If you haven't been following along, the Vera Rubin Superchip is named for the combination of the 88-core Arm-based Vera CPU along with two Rubin GPUs, each of which boasts a pair of reticle-sized dice along with 288GB of HBM4 memory. NVIDIA's actually counting the dice separately, so where a rack of Blackwell is called NVL72, a rack with the same number of Rubin packages will be called NVL144.

The Vera CPU is quite interesting, as it represents a major shift away from the previous-generation Grace CPU. Vera is a chiplet processor that utilizes expandable (and more importantly, replaceable) SOCAMM2 memory. NVIDIA says it uses customized Arm cores, although not much is known about their capabilities at this time. We do know that Vera has 88 cores with simultaneous multi-threading (SMT), giving 176 threads, as well as 1.8TB/s of bandwidth to each GPU via NVLINK-C2C.

huang two trays
CEO Huang with the two main types of trays that make up an NVL144 rack.

NVLink is of course also how the "Superchips" are connected to each other, allowing them to act as a single massive processor. The Vera Rubin NVL144 is apparently entirely cable-less internally, and you can see this borne out as the Superchip that Huang showed on stage has no ports or plugs on it at all anywhere besides the five edge connectors, which we believe to comprise two for NVLink, and three for other miscellaneous I/O.

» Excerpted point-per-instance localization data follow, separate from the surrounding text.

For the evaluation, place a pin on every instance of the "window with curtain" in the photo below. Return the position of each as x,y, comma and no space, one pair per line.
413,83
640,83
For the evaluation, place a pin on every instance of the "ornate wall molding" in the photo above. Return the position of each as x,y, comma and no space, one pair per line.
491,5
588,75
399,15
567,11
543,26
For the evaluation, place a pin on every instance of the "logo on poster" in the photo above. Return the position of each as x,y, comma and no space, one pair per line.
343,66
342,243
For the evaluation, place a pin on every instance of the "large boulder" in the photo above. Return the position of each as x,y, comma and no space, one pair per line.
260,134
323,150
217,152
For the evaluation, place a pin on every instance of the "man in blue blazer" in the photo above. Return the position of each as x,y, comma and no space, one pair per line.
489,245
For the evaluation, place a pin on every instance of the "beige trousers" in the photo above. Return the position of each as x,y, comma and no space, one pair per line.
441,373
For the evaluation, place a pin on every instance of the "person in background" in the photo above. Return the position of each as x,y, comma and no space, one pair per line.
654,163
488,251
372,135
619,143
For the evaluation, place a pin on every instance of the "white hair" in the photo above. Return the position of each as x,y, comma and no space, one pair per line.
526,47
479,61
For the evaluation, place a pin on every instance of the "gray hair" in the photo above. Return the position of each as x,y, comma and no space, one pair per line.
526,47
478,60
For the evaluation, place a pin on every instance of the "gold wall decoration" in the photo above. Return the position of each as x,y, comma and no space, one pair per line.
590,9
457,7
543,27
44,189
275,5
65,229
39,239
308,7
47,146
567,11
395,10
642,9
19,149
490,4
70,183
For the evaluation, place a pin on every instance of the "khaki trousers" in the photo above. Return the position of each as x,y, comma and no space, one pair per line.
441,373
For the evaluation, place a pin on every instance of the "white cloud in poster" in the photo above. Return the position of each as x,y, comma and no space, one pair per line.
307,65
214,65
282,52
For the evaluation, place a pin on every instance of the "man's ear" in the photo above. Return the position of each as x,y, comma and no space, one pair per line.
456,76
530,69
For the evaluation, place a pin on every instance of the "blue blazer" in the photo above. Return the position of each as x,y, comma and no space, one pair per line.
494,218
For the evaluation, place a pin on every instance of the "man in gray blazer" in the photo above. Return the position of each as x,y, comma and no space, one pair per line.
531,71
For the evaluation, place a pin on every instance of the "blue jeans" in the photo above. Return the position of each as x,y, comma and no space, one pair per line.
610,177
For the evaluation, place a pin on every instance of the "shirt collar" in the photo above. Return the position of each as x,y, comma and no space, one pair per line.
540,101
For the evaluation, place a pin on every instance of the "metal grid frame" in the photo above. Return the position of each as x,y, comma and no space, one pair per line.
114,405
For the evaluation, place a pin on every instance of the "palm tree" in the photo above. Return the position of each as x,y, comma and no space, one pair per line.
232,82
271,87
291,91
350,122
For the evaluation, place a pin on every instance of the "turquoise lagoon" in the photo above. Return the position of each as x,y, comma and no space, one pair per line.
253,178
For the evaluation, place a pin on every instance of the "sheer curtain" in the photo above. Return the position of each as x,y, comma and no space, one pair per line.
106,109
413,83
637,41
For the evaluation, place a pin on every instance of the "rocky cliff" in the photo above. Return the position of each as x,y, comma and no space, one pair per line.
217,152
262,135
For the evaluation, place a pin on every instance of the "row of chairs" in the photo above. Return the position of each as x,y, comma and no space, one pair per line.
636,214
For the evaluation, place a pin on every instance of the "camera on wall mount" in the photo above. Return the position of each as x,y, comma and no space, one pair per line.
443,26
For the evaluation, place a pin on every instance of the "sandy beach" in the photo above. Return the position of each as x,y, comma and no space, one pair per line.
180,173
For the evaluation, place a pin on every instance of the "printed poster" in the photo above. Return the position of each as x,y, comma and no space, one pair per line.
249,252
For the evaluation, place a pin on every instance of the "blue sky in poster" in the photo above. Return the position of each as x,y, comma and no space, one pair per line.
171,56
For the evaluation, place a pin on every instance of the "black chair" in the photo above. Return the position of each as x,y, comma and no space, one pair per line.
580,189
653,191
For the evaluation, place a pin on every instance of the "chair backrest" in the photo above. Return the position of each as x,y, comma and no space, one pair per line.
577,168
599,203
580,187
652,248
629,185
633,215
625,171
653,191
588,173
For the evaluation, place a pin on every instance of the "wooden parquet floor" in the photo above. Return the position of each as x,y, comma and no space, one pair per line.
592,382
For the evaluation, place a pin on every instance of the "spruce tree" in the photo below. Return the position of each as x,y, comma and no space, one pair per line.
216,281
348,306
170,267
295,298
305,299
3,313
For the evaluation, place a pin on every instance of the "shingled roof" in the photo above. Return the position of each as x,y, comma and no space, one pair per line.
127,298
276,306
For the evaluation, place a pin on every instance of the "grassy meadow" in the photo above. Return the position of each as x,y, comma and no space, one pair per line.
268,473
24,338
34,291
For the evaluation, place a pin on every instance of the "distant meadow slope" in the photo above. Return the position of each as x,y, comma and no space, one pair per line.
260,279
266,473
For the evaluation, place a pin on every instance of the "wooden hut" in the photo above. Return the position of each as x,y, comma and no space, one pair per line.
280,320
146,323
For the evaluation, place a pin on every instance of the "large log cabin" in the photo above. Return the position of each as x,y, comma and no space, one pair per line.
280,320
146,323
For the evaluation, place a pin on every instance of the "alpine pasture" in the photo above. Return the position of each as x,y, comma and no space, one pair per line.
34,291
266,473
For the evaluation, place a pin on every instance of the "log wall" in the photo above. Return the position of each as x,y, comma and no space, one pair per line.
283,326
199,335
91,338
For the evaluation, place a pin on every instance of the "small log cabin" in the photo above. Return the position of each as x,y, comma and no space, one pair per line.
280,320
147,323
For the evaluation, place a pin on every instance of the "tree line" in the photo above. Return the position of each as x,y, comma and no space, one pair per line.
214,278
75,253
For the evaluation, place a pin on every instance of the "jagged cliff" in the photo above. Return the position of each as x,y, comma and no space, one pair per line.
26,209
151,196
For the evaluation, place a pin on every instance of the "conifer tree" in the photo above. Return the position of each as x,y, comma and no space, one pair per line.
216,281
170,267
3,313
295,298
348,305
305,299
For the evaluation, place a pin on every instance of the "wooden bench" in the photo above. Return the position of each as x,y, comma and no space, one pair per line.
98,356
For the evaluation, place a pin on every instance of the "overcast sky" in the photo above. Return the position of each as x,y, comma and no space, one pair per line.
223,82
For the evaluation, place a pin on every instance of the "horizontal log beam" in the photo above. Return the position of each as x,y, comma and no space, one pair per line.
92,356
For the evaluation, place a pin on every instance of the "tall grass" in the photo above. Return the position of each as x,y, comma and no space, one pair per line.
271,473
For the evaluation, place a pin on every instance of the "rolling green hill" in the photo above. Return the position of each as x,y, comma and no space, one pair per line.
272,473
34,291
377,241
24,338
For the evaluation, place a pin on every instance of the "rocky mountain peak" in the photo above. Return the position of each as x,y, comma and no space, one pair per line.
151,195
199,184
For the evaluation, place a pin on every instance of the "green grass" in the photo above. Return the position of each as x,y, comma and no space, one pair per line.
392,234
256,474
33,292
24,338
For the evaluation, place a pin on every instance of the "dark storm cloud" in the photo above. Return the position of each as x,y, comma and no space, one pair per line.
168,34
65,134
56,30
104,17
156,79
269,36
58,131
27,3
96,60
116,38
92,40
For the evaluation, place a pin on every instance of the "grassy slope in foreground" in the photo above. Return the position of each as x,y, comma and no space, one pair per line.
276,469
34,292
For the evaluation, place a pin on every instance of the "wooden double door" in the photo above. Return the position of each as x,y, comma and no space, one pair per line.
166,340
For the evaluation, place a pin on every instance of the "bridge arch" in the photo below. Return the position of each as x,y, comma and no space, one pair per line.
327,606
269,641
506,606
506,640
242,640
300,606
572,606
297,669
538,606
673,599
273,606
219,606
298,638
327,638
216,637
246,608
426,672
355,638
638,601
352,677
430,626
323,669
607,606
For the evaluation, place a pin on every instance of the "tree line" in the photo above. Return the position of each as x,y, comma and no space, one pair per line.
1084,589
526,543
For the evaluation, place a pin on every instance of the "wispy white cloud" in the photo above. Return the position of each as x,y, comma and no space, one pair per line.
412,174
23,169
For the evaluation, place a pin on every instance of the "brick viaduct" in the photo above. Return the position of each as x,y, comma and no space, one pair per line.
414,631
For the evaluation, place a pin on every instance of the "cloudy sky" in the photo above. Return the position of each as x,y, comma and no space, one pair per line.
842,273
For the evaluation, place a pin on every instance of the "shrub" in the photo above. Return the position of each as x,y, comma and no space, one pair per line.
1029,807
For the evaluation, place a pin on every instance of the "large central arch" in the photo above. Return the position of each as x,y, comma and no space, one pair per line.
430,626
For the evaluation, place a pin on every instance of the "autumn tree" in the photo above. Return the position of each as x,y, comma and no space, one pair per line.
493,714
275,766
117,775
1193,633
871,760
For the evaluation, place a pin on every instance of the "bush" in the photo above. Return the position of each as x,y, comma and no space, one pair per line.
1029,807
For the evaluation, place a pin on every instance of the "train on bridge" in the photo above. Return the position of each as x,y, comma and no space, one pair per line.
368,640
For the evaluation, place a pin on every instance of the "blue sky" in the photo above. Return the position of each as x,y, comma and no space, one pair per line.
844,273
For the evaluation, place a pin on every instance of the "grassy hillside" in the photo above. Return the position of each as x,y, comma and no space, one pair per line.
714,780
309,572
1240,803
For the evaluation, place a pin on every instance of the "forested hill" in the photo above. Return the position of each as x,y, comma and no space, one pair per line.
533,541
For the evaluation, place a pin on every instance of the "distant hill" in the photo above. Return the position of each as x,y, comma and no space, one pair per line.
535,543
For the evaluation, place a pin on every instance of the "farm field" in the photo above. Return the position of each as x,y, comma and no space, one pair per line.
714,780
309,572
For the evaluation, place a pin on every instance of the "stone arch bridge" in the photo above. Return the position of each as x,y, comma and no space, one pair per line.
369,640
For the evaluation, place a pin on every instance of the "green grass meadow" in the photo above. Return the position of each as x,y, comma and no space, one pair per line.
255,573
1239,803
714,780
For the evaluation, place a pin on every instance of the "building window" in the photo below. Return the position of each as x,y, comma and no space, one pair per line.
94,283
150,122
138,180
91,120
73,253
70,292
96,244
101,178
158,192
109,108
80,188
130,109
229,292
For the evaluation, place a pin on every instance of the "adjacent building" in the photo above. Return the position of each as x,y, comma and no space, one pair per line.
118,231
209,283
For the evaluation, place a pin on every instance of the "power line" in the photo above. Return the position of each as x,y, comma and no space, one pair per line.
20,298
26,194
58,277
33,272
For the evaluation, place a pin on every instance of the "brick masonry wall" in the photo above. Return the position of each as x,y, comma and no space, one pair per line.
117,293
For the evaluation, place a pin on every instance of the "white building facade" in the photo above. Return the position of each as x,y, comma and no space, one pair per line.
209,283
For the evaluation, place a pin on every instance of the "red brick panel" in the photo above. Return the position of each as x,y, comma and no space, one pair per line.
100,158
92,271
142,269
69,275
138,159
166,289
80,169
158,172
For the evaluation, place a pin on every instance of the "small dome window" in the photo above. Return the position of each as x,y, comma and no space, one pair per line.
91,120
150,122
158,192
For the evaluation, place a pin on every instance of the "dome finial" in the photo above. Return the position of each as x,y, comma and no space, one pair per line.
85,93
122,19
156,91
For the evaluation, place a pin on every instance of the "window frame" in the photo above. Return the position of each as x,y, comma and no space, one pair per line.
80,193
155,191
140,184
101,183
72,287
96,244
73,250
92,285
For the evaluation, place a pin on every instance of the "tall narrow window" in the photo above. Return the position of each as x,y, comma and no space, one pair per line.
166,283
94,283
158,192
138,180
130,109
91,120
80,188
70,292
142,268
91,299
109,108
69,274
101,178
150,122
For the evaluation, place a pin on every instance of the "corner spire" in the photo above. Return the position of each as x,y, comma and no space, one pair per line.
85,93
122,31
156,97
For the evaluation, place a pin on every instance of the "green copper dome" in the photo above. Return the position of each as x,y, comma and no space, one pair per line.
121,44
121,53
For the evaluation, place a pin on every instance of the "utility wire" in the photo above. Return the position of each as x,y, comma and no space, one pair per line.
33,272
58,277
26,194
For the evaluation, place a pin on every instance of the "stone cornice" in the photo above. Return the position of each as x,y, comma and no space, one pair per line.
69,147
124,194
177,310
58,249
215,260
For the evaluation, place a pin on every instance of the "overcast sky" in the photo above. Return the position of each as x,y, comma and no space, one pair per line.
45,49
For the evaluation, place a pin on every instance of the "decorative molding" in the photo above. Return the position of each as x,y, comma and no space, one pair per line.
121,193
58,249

A Vera Rubin tray includes eight ConnectX-9 NICs alongside the processors, as well as a next-gen Bluefield-4 DPU to help synchronization and coordination of all this data moving around. Huang emphatically stated that the total system bandwidth of an NVL144 rack is "the entire data usage of the Internet in one second," which is a heck of a comparison if you take it at face value.

vera rubin cpx compute tray

Of course, Huang also talked briefly about the Vera Rubin CPX system, which takes the very same Vera Rubin compute trays and adds eight additional Rubin CPX GPUs. We've written about Rubin CPX before; it's a more specialized processor designed for accelerating compute-heavy context operations crucial to rapid AI inference. Each Rubin CPX processor is its own multi-hundred-watt GPU; we shudder to think how much power the full Vera Rubin NVL144 CPX will use.

timeline

The future looks bright for NVIDIA, which just became the world's first $5 trillion dollar company. After Rubin CPX will come Rubin Ultra, putting four Rubin GPUs and a full terabyte of HBM4E memory on a single package. And then after that, the company's next GPUs will be known as Feynman, although we know virtually nothing about those products yet beyond that they will likely be built on TSMC's A16 process in 2028.

Rubin is scheduled to enter mass production "around this time next year, maybe a little earlier" according to Huang, and it will ship to customers in early 2027.